The moment one professed Islam he became an Osmanli. Religion has always been the test of nationality in the Ottoman Empire.[143] The Osmanlis increased from the thousands to the millions, in Macedonia, in Thrace, and in Asia Minor. Ancestry was quickly forgotten in the midst of ever-changing conditions and the founding of a new social order. It is still a characteristic of the Osmanli that he has no surname. The most widely-read English writer of the seventeenth century on the ‘Turks’ emphasized the mixture of blood in the Osmanli, when he wrote: ‘At present the blood of the Turks is so mixed with that of all sorts of Languages and Nations, that none of them can derive his Lineage from the ancient blood of the Saracens.’[144]
A majority of the Byzantines whom Orkhan, Murad, and Bayezid conquered must have become Osmanlis. Once the change of religion was made, the development of the new race was not difficult. There was much in common between the Turk of Asia Minor and the Byzantine. An Armenian contemporary wrote of them as if they were alike.[145] The Greeks did not take to heart the new régime,[146] for the fiscal evils of the Byzantine system reconciled them in advance to a change. Nothing could be worse than that which they had suffered.[147]
Of course, the love of woman, the desire for adventure, hope of economic independence through rewards of land and removal of onerous taxes, disgust with the Byzantine administration and with the lack of support from their rulers and ecclesiastical authorities—these influences did not cause the conversion of all the Christians. In the cities, where the inequality and the inconvenience of remaining true to the old faith was minimized, and where Christianity has always been able to make itself felt and heard,[148] there was no great temptation to a change of religion. After the Osmanlis became stronger, and entered into the aggressive period of conquest, they resorted to other means to swell their numbers. The institution of the Janissaries, and the permission to enslave those whom they conquered, gave the Osmanlis more potent and immediately pressing arguments.
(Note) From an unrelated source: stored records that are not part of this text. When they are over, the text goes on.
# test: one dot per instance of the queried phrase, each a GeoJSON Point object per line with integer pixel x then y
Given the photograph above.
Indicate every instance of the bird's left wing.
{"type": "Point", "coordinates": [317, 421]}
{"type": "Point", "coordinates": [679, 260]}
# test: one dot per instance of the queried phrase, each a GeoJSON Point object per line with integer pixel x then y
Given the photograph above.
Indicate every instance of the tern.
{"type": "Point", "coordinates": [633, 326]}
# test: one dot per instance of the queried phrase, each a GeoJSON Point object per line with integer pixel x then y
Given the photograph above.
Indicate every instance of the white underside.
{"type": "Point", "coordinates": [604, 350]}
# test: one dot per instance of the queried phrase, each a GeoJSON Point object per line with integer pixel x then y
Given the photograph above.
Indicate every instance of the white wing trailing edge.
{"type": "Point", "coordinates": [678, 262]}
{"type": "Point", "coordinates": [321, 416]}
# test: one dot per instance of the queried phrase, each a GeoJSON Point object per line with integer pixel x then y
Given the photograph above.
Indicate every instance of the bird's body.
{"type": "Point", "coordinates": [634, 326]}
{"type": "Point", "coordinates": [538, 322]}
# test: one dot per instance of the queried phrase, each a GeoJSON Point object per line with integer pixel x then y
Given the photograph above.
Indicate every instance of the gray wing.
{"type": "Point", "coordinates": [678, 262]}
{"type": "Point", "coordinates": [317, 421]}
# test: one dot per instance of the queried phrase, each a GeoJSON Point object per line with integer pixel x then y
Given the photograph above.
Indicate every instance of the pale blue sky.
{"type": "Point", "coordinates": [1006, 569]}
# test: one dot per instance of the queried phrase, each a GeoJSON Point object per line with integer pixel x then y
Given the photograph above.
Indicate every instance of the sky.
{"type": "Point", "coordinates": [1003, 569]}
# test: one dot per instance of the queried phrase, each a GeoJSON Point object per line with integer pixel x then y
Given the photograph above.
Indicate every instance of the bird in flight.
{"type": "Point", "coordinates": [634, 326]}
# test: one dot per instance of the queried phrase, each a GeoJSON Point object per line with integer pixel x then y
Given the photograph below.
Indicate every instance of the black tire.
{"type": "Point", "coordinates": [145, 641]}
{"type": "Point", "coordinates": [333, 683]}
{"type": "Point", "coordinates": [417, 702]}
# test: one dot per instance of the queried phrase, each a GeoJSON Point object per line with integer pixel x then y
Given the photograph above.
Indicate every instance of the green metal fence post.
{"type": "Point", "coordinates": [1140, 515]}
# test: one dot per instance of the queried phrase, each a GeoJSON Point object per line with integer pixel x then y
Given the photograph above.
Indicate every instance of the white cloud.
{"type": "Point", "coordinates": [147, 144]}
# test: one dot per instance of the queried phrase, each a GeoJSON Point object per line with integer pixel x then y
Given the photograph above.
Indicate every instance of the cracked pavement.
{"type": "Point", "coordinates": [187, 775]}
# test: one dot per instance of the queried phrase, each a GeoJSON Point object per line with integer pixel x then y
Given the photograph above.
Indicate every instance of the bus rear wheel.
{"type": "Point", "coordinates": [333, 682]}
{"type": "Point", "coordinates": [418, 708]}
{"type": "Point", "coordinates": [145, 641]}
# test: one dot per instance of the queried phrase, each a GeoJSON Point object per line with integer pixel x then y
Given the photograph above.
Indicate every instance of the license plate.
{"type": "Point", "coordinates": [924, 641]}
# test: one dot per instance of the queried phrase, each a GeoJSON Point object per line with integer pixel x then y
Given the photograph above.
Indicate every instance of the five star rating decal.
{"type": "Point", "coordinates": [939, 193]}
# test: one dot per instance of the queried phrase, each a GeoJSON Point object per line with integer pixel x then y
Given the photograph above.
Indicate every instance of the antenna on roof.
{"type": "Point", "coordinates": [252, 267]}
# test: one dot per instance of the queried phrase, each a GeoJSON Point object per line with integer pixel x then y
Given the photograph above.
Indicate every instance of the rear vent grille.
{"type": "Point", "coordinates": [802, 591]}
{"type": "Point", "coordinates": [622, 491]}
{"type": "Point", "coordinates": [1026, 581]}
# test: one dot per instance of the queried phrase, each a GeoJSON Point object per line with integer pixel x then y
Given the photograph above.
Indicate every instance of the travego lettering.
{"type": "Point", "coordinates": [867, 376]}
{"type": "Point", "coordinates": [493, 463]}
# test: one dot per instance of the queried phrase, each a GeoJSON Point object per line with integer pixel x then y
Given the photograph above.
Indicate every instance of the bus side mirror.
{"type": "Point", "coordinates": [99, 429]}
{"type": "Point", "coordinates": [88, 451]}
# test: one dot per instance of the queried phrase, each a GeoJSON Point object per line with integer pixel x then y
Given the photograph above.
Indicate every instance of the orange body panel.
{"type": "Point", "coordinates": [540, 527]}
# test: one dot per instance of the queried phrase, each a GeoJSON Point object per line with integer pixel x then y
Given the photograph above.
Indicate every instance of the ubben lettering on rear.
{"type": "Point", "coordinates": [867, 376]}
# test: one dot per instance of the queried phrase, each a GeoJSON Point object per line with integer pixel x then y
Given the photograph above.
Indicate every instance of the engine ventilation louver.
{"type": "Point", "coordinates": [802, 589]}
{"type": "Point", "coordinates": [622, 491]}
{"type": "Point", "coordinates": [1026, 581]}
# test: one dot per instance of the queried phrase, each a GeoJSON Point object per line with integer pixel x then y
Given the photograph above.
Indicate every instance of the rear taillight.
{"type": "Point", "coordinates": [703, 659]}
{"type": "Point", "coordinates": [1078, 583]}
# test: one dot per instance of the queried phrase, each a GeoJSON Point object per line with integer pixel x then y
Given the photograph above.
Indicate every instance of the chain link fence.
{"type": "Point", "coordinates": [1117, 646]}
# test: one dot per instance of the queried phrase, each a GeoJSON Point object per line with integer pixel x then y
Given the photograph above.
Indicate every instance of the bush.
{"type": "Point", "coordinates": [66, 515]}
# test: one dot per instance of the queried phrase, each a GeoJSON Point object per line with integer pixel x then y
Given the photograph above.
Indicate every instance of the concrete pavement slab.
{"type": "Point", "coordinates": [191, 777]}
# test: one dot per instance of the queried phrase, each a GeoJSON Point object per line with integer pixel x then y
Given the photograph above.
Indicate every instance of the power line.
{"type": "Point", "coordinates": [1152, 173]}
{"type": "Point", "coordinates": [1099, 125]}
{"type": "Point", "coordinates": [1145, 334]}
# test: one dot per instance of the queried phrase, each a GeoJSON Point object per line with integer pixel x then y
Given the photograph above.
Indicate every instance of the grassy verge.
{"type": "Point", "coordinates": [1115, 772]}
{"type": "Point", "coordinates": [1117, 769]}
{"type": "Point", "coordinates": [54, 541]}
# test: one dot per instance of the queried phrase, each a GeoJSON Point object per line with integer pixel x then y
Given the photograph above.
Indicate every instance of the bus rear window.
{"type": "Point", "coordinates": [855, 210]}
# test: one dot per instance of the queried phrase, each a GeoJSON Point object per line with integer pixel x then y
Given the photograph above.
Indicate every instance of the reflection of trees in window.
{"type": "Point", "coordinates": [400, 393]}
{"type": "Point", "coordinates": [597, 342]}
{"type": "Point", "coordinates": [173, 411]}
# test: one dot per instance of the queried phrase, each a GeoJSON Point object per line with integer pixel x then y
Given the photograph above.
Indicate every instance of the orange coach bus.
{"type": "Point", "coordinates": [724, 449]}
From the completion of the conquest of Bithynia by Orkhan, the Osmanlis can be called a distinct race with a national consciousness and a desire for expansion. They can be distinguished from the Turks of the emirates of Asia Minor and from the Byzantines. The Turk did not absorb the Greek, nor did the Greek absorb the Turk. Both had taken a new religion, and if the Turkish language was adopted, it was rather the customs and laws of the Byzantines which prevailed until the influence of the Arabs, enhanced as it was with the prestige of centuries of Islam, gained the ascendancy over Turkish and Byzantine tradition alike. But this did not occur until the Osmanlis invaded Syria, Egypt, and Mesopotamia at the beginning of the sixteenth century.
It must be remembered that the Greeks were not the only element added to the Turkish stock. The adoption of the Turkish language by the Osmanlis was due not only to the fact that from the beginning it was the military and governmental language, but to its being the simplest and most vigorous medium of communication for the different peoples who became Osmanlis.